According to Māori legend, Kupe, the great Polynesian navigator came to the South Pacific around 1200 years ago. His first sight was not of the land itself but of a long white cloud that hovered above it, and so he named it Aotearoa, which in Māori means the Land of the Long White Cloud. The country was later called New Zealand.
Today New Zealand is proud of its identity as a Pacific nation, based on a partnership between Pakeha, as New Zealanders of European origin are called, and Māori. At the heart of that partnership is the Treaty of Waitangi, an agreement that lives on as a national symbol for unity and understanding between cultures.

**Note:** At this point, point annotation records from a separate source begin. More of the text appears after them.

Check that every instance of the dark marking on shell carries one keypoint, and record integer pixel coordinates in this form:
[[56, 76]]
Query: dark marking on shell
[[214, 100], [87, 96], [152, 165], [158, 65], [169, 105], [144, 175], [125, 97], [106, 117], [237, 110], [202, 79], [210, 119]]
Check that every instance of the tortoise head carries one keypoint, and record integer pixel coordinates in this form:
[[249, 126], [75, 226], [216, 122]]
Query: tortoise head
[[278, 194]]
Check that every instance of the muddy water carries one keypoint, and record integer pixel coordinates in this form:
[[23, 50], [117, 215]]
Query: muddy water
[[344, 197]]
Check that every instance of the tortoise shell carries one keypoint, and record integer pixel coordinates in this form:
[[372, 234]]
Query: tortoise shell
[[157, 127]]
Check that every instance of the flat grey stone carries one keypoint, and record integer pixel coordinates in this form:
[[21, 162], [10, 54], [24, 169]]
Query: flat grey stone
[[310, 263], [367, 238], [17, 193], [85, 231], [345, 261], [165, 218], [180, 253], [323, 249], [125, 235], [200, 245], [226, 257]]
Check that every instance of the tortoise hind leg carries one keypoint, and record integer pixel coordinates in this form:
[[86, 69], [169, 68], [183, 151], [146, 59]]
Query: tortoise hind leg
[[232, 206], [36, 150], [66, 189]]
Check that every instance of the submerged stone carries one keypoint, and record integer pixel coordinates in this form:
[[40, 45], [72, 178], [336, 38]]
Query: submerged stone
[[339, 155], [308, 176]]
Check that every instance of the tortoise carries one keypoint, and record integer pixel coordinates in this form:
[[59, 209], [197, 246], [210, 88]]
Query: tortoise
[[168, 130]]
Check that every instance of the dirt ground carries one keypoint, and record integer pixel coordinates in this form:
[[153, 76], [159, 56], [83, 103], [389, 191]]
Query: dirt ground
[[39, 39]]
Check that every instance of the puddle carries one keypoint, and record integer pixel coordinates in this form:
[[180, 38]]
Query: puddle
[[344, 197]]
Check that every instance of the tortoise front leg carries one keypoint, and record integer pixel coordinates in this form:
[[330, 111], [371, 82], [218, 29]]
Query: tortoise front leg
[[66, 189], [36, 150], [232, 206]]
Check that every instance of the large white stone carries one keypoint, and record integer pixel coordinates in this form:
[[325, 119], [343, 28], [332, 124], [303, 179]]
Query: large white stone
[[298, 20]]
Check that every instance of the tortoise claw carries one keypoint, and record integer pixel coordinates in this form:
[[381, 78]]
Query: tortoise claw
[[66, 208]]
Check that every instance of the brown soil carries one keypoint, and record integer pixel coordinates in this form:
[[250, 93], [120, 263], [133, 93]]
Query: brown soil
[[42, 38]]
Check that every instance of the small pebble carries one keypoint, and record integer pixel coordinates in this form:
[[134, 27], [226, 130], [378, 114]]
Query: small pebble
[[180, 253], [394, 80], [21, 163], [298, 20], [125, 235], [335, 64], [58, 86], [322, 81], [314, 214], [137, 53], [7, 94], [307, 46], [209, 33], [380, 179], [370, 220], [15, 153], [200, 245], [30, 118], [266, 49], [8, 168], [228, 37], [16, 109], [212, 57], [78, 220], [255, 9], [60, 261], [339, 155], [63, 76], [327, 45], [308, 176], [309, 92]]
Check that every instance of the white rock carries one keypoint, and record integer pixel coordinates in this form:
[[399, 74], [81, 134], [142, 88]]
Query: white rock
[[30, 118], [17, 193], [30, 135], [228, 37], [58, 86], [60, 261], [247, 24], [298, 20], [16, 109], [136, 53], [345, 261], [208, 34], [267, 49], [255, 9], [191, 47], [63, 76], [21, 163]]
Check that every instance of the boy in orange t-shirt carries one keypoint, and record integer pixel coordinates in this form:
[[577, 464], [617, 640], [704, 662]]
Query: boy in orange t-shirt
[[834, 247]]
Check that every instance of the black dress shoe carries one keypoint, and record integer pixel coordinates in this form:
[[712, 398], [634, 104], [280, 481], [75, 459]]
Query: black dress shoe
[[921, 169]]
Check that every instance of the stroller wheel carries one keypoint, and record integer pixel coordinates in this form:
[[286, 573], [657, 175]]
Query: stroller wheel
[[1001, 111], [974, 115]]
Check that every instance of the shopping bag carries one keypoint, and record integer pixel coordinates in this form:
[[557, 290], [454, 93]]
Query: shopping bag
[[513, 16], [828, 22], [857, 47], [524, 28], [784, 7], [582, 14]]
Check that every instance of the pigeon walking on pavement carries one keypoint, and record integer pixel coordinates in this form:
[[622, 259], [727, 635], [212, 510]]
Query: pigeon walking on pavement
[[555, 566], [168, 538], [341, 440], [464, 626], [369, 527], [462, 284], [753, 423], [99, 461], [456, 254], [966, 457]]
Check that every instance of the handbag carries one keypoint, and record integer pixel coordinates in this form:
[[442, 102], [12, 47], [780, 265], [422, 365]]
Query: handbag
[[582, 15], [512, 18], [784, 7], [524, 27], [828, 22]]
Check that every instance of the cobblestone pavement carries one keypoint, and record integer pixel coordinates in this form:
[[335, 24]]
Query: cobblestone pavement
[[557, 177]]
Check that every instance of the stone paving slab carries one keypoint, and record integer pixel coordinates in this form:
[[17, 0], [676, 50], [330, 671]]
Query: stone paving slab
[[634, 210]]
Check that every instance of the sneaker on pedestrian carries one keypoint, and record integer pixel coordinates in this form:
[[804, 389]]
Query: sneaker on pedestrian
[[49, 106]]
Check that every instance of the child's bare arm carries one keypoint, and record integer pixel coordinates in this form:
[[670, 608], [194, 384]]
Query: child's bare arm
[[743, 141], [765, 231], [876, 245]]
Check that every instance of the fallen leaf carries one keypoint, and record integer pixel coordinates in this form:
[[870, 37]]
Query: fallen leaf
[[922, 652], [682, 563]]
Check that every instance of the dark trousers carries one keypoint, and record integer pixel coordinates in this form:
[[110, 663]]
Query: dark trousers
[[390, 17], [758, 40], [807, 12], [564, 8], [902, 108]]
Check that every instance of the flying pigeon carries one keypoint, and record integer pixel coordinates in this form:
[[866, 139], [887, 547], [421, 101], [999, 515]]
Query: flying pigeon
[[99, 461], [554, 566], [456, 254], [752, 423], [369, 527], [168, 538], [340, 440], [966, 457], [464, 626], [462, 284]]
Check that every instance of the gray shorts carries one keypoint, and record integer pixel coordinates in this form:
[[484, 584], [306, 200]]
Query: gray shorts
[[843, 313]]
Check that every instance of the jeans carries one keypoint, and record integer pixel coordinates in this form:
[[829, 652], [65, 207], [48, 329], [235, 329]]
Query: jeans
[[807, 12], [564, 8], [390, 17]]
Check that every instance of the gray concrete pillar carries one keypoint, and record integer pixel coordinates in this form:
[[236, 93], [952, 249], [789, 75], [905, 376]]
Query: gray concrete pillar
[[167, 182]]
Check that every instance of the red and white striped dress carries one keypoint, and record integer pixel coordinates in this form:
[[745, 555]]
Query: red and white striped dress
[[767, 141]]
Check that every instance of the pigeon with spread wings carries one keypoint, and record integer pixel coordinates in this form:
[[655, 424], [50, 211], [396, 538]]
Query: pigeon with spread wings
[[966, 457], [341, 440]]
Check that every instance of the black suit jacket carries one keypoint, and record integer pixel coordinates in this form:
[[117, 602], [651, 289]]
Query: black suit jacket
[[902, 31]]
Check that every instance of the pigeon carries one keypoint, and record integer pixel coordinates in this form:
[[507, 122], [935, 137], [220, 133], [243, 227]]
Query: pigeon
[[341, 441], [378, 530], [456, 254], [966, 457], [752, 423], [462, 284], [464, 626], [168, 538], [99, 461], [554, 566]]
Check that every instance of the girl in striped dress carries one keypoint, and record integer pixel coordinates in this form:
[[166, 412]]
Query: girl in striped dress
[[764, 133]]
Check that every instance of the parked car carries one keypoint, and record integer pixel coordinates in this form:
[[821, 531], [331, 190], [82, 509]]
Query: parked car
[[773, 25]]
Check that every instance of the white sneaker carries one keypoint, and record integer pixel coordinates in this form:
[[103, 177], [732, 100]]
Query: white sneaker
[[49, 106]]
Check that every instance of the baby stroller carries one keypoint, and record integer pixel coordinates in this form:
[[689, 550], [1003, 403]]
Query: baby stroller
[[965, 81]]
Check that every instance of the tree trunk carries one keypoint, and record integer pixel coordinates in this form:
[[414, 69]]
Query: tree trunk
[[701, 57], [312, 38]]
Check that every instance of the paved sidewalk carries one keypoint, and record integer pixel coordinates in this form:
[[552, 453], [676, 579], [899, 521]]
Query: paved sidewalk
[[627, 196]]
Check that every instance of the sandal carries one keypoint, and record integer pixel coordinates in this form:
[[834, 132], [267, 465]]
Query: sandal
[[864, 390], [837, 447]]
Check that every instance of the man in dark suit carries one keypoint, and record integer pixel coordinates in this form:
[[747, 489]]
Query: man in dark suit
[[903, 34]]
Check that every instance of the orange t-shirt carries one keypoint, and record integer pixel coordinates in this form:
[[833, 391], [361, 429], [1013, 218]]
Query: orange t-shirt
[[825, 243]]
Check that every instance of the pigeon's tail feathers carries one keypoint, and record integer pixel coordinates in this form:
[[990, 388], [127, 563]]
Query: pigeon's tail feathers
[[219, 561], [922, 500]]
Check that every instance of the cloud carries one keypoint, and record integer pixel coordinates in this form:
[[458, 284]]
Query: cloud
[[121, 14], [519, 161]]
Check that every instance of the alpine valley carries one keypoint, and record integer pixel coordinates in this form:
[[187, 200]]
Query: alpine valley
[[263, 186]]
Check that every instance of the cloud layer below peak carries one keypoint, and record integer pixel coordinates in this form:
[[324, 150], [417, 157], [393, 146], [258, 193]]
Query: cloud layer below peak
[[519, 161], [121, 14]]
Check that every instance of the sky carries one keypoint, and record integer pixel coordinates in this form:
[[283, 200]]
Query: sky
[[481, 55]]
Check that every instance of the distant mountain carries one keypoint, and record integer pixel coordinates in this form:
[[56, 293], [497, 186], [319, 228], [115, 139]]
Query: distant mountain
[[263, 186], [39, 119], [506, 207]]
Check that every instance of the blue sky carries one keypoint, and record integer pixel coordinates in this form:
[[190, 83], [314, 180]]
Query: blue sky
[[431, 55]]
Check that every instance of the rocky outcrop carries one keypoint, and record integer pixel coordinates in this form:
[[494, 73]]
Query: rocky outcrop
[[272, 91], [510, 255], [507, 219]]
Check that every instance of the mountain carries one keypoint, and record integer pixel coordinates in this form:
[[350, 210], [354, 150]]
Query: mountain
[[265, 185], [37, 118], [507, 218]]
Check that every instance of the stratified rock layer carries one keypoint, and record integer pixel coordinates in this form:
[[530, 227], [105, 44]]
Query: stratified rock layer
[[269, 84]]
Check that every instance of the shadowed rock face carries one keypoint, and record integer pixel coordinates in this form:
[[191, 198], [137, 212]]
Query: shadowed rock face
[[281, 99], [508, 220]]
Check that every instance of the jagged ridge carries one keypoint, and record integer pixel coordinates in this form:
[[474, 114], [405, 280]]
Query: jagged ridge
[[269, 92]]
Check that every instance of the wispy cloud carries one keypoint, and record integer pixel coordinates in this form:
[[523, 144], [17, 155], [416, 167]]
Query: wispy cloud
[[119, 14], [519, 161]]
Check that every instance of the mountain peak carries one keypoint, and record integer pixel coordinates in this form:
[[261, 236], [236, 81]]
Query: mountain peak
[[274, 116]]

In fact, the main campus and the name Whitireia has been donated by the local tribe, Ngāti Toa. Whitireia means first light and is named after the local mountain that can be clearly seen from the campus.
POPULATION
By world standards, New Zealand is lightly populated at 4.25 million people. Eighty percent of the people are of European ancestry - mostly from Britain, but also from Holland, Germany, the former Yugoslavia, Greece and other nations. Many Chinese and Indians have also lived in New Zealand for generations. One in seven New Zealanders is Māori. New Zealand is an English-speaking nation and part of the British Commonwealth, therefore all New Zealanders speak English, but Māori is recognised as an official language and is becoming more widely spoken.
With fresh air, a clean environment, friendly people and everything from large metropolitan areas to small rural towns, international students find New Zealand a great place to live.